# 65 frame and floor question



## injn37 (Nov 16, 2008)

Frame.... Just received the frame washers from Ames to weld in where the body mounts destroyed the frame. Question is, should I weld these just sitting on the top of the frame, or cut them into the frame ( for flush fit) for a butt weld? Obviously one way is is really lazy way of doing it, but had to ask!
Other question is, the section of floor behind the rear seat, and in front of the trunk ( the area over the rear axle). What is it called, and what is the brace underneath called? Are these pieces available?
I have the full floor new and the trunk floor new, but I need a floor stretcher to get the two to meet!

Thanks...

rich


----------



## Rukee (Feb 8, 2007)

I would just weld them on top of the frame. They will be covered with the body bushings anyway, so no-one will see them.
I have that section you need under the back seat, I purchased it for my `65 and then never put it in. It's in two pieces left and right. I'll go out to the shed later and see if I can find some part #s on it for you. There is another section then between the trunk pan and the under the back seat area right under the package tray area that I wasn't able to find for sale.


----------



## injn37 (Nov 16, 2008)

That's the piece I need! The piece right under the package tray. I have a complete floor right to under the rear seat. It is the only section of the floor pan from the firewall to the rear tail that wasn't eaten. I figure that I am into doing the floor, that if that piece ( under the package tray) and the brace under it are available, why not add some more work to do. The one in there now is serviceable, but new is nice.


----------



## Rukee (Feb 8, 2007)

I don't think that piece under the package tray area (in the trunk, between the trunk pan and the back seat back) is available in aftermarket.


----------



## geeteeohguy (Feb 2, 2008)

I'm with Rukee on the washers: you do NOT want to cut any more material from the original frame. Weld them on top, and that will strenghthen the area instead of possibly compromising it. BTW, you guys that weld in new floors, trucnks, etc. impress the he%% out of me....that's a lot of dirty, labor intensive, hard WORK.!!
Jeff


----------



## injn37 (Nov 16, 2008)

Thanks Rukee,

Well then it looks like I will be reworking this one! Then I can say "yeh, it's the original floor"!
Having frame sand blasted and body soda blasted this week, that is if it ever stops snowing here.

rich


----------



## injn37 (Nov 16, 2008)

This floor was pretty bad. Rest of body real good, so I figured ..... why not.
I have been very fortunate in that I have about 6,000 sq ft in one of the building of my company, that I have retained as a play area for myself and some of my employees sand friends. Heated, A/C, good lighting, 12 wide overhead doors. We have added bridgeports (x3), lathes (x2) MIG, TIG, Spot, Gas, Stick welding, plasma cutting, lift, and all kinds of other goodies. 
My employees/friends have donated some of the equipment like the lift and some of the welding equipment. We have right now three cars in here under construction, a 65 goat (mine) a 32 Pontiac Streetrod ( employee) , 33 Chevy, (friend) as well as a 29 Pontiac Streetrod (mine) , 37 Pontiac ( mine), 47 Chevy delivery ( friend) , and a 23 T-bucket(mine). 
The area of the building has been named HH by the employees, Hotrod Haven!

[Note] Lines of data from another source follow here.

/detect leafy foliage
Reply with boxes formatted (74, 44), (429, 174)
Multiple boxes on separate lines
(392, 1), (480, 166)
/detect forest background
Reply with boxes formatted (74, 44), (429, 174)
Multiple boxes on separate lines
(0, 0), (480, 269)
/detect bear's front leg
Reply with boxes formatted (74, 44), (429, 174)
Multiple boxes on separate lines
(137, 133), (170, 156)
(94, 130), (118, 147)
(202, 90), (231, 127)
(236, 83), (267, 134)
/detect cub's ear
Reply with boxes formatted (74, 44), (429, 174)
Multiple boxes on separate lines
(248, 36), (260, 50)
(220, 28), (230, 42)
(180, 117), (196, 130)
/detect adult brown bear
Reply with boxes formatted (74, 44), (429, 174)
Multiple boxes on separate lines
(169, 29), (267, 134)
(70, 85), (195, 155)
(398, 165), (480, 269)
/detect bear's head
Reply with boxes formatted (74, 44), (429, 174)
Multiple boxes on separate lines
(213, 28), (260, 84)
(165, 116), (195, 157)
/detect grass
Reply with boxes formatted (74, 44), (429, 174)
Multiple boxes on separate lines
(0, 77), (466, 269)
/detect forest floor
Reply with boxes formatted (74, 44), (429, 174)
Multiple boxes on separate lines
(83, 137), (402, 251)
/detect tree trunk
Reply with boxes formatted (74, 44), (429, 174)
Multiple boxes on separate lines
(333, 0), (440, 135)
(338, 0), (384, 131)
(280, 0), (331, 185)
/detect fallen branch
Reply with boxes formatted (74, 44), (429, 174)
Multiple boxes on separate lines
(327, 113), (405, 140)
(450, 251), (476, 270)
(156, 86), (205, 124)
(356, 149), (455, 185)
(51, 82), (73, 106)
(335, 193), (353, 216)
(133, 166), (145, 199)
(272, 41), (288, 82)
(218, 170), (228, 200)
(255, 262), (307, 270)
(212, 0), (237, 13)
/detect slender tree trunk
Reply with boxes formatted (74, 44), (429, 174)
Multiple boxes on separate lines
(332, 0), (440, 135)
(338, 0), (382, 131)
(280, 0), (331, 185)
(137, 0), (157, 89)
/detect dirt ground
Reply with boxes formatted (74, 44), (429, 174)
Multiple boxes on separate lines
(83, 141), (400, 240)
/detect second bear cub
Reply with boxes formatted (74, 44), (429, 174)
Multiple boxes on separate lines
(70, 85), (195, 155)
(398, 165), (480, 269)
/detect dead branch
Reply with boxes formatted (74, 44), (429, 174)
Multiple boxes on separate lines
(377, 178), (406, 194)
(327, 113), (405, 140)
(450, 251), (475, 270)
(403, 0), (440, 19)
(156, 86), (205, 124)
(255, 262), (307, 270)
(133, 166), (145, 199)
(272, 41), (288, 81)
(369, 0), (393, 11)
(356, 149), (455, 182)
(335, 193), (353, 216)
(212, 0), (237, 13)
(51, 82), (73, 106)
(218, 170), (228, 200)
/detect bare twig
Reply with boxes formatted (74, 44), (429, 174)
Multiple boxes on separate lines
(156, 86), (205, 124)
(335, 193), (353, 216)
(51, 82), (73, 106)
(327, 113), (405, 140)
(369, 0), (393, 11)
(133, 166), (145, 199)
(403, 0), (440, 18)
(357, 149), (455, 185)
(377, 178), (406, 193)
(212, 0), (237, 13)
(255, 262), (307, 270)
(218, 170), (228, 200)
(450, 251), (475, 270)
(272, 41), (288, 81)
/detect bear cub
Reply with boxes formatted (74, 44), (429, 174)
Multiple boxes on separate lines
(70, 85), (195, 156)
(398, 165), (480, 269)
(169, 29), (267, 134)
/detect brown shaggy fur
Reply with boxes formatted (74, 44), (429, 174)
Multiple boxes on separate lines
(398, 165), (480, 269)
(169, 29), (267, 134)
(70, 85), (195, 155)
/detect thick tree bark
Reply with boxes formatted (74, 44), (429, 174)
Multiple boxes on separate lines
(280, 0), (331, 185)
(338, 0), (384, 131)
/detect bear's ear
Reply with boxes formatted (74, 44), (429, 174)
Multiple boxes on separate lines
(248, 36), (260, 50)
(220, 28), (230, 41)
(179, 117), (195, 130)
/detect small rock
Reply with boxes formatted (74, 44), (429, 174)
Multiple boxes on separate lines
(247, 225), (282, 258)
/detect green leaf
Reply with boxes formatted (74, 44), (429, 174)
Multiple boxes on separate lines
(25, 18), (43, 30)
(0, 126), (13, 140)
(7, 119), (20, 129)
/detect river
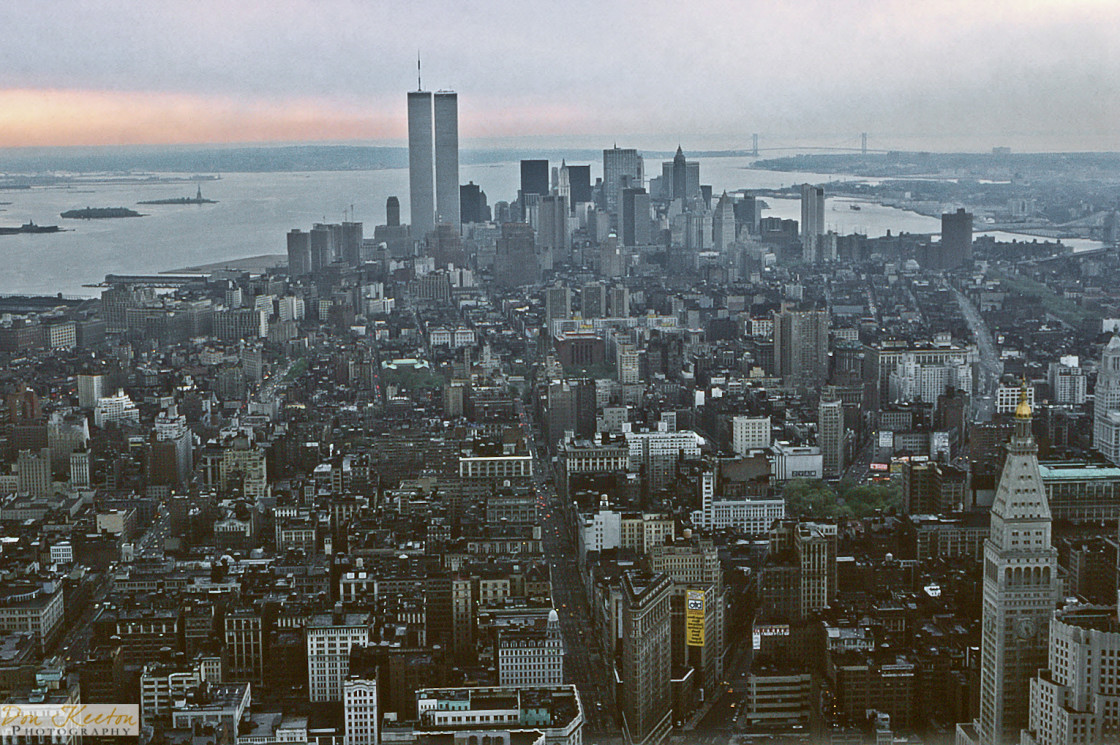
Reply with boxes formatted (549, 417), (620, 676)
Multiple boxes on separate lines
(0, 157), (1099, 297)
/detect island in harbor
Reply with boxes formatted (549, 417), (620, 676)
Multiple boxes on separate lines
(137, 186), (217, 204)
(0, 222), (62, 235)
(59, 207), (143, 220)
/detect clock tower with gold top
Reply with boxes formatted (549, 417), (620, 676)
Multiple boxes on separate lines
(956, 382), (1060, 745)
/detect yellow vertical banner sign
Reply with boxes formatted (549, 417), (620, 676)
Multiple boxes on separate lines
(684, 589), (704, 646)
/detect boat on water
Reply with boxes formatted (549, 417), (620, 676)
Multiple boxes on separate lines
(0, 222), (62, 235)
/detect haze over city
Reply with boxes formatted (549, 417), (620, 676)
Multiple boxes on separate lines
(0, 0), (1120, 150)
(0, 0), (1120, 745)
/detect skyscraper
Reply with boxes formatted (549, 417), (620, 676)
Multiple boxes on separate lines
(1020, 604), (1120, 745)
(494, 223), (541, 287)
(1093, 336), (1120, 465)
(544, 285), (571, 323)
(816, 392), (846, 478)
(459, 181), (489, 224)
(603, 147), (643, 214)
(619, 188), (650, 245)
(288, 230), (311, 279)
(673, 145), (688, 199)
(409, 84), (460, 233)
(568, 166), (591, 208)
(579, 282), (607, 318)
(711, 192), (735, 251)
(433, 91), (461, 230)
(521, 160), (549, 196)
(956, 384), (1061, 745)
(774, 307), (830, 389)
(928, 207), (972, 269)
(801, 184), (824, 263)
(536, 194), (571, 261)
(620, 571), (673, 745)
(409, 91), (436, 239)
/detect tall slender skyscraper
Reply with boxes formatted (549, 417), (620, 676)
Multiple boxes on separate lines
(435, 91), (460, 230)
(409, 76), (459, 234)
(1093, 336), (1120, 465)
(409, 91), (436, 239)
(774, 304), (830, 389)
(521, 160), (549, 196)
(619, 188), (650, 245)
(603, 147), (643, 214)
(801, 184), (824, 263)
(930, 207), (972, 269)
(956, 383), (1061, 745)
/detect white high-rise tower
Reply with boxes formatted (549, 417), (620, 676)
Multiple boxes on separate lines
(1093, 336), (1120, 465)
(956, 384), (1060, 745)
(409, 91), (436, 240)
(435, 91), (460, 230)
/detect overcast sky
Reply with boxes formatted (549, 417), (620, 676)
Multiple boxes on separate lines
(0, 0), (1120, 150)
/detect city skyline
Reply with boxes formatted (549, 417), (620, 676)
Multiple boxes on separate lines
(0, 0), (1120, 150)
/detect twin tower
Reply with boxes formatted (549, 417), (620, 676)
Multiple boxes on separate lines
(409, 91), (459, 239)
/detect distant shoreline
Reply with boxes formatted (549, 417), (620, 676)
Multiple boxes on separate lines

So,,,, the doing of the floor, well, YES you are right, I don't know what I was thinking. I thought... Piece of cake! and now that it is out and car up on the rotisserie, it is like "WHAT THE HELL WAS I THINKING!!!!! THIS IS A LOT OF WORK HERE!!!!
But, I love working on these things and it is a great mental relief from the day to day stuff. Kids all grown up, and wife loves that I am not at a bar room! And when you roll it out, as you all know, Man there is no better feeling!!!!!!!!!!!!!

rich


----------



## Rukee (Feb 8, 2007)

Agree about the floors, it IS alot of work drilling all the spot welds out of the trunk especially.
Your shop sounds sweet! I'd love an area that big! As well as your bucket roadster! :cheers


----------



## injn37 (Nov 16, 2008)

When I find my camera ( I put it down in the shop somewhere) I will send some pic's for you to see.

rich


----------



## injn37 (Nov 16, 2008)

Rukee,
Haven't forgot getting you some pictures. Have been busy ( which is a good thing), but I will get them out to you.

rich


----------



## Rukee (Feb 8, 2007)

:cheers


----------



## Too Many Projects (Nov 15, 2008)

..............................


----------



## injn37 (Nov 16, 2008)

You are absolutely right To Many Projects, so I am going to try and attach some pictures. 
Narrating them as follows.
First, yah, like you , have way too many projects. I go until I can't find a tool, then it is a cleaning day to collect all the tools, put them back in the roll a way, then start over to make it look like a bomb exploded.
The blue car is a '29 Pontiac sedan( built in 1989) with a supercharged 350 chevy. Turns the 1/4 in 12.7 @ 107
The tail end of the dark red car is a '37 Pontiac convertible ( built in 1997)with an IA 505 ci aluminum motor. THis is the car to the left of the goat before stripping.
Red one is the t-bucket that Rukee wants. I built that car 24 years ago. Still drive it!
Oh, and the rest of the picts are the goat on the rotisserie, before and after soda blasting, and the floor dropped out.
Others are the frame before and after blasting ( ignore all the sh-t all over the floor) I already said I was not neat! After picture not in this group.
I will try to keep some progress pictures being posted.
Ok I lied, it only lets me upload 5. I will take some more and post later.

rich


----------



## Rukee (Feb 8, 2007)

That bucket roadster is exactly what I'd love to have!! Looks awesome man, thanks for sharing! Sweet collection you got. :cheers


----------



## Too Many Projects (Nov 15, 2008)

Thanks for the pics....I love the sign hanging from the ceiling

Your place actually looks organized compared to mine and you DO have more projects than me but some of yours are nicely done. I still just have beaters and junk.....


----------



## injn37 (Nov 16, 2008)

Thanks guys. I will take some of the other projects that are in the same area. A friend has his 47 Chevy delivery and a new project, a radically chopped 33 chevy sedan. 
Also, another friend has a 32 Pontiac 4 dr sedan with a 4"chop. 
Have to do something when it is snowing out!


----------